Caltagirone compra l'1% di Mediobanca
4 Marzo 2021 - 17:00Segnale a Piazzetta Cuccia in chiave Generali, in vista del rinnovo dei vertici del 2022

Francesco Gaetano Caltagirone entra nel capitale di Mediobanca. Il 23 febbraio scorso, tramite una sua holding, l'Istituto Finanziario 2012, ha rilevato l'1,014% dell'istituto milanese. Un'operazione costata circa 80 milioni, che riaccende i riflettori sulla grande finanza nazionale. Ponendo da subito un interrogativo di fondo: perché Calatagirone investe in Mediobanca? Lo stato dell'arte è il seguente: in Piazzetta Cuccia è da poco diventato primo azionista Leonardo Del Vecchio, con il 13,2% e l'ok Bce a salire fino al 20 a condizione di non puntare a stravolgere gli attuali equilibri di management, guidato dall'ad Alberto Nagel. Lo stesso Del Vecchio è socio forte, con il 4,84% di Generali, il forziere storico della finanza nazionale, il cui primo socio è proprio Mediobanca, con il 13%. Mentre Caltagirone in Generali è vicepresidente e detiene una quota del 5,65%, in costante incremento. Il quadro si completa con l'agenda societaria del Leone, che tra un anno dovrà rinnovare il proprio board, oggi presieduto da Gabriele Galateri e guidato dall'ad Philippe Donnet.

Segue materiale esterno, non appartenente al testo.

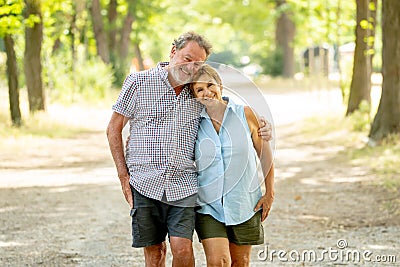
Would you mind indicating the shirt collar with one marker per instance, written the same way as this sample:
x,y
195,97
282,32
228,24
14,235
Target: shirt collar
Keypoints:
x,y
229,106
162,70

Il contesto è dunque quello di un tandem di investitori - Del Vecchio e Caltagirone - che con intensità e modalità variabili puntano su Generali e Mediobanca, dove da ieri c'è anche il costruttore romano. Ma c'è una differenza. Attraverso l'incrocio di fonti finanziarie, la mossa di Caltagirone si spiega con tre elementi ricorrenti. Il primo è un fatto: la grande liquidità a disposizione, nell'ordine di 1,5 miliardi, recentemente alimentata dall'uscita dal capitale di Suez, con la vendita del 3,5% per un assegno di oltre 300 milioni. Una situazione che porta l'Ingegnere a frequenti investimenti in società ritenute interessanti, come avvenuto in Anima lo scorso anno. Il secondo è la continuità con cui Caltagirone cresce in Generali, con l'obiettivo ormai vicino del 6% del capitale. Il terzo è il disappunto per alcune mosse di Donnet, platealmente emerso quando nel giugno scorso il vicepresidente ha disertato il collegamento per il cda che ha approvato l'acquisto del 24,5% di Cattolica per 300 milioni, in compagnia proprio del rappresentante di Del Vecchio in cda, Romolo Bardin. L'Ingegnere non ha gradito il fatto di non essere stato sufficientemente informato dell'iniziativa, a maggior ragione non essendo convinto della sua utilità strategica. Tutto questo, conoscendo la «grammatica» della grande finanza, fa pensare che l'ingresso in Mediobanca sia un segnale in chiave Generali: una mossa per aumentare la presa su Trieste, anche con un'aumentata vicinanza nei confronti di Del Vecchio, in vista del rinnovo del cda. La partita si giocherà su questo: la nuova governance prevede che la composizione del prossimo vertice, da sottoporre all'assemblea, spetti allo stesso cda, attraverso un complesso processo di selezione. Ma è chiaro che Mediobanca da un lato e i soci italiani dall'altro (con i Benetton arrivano al 14% di Generali), possono serenamente condurre le danze.
Donnet presenterà i risultati del 2020 nel consiglio del 10 marzo. Un appuntamento che, a questo punto, diventa assai importante per valutare i risultati dopo il secondo anno del suo secondo mandato.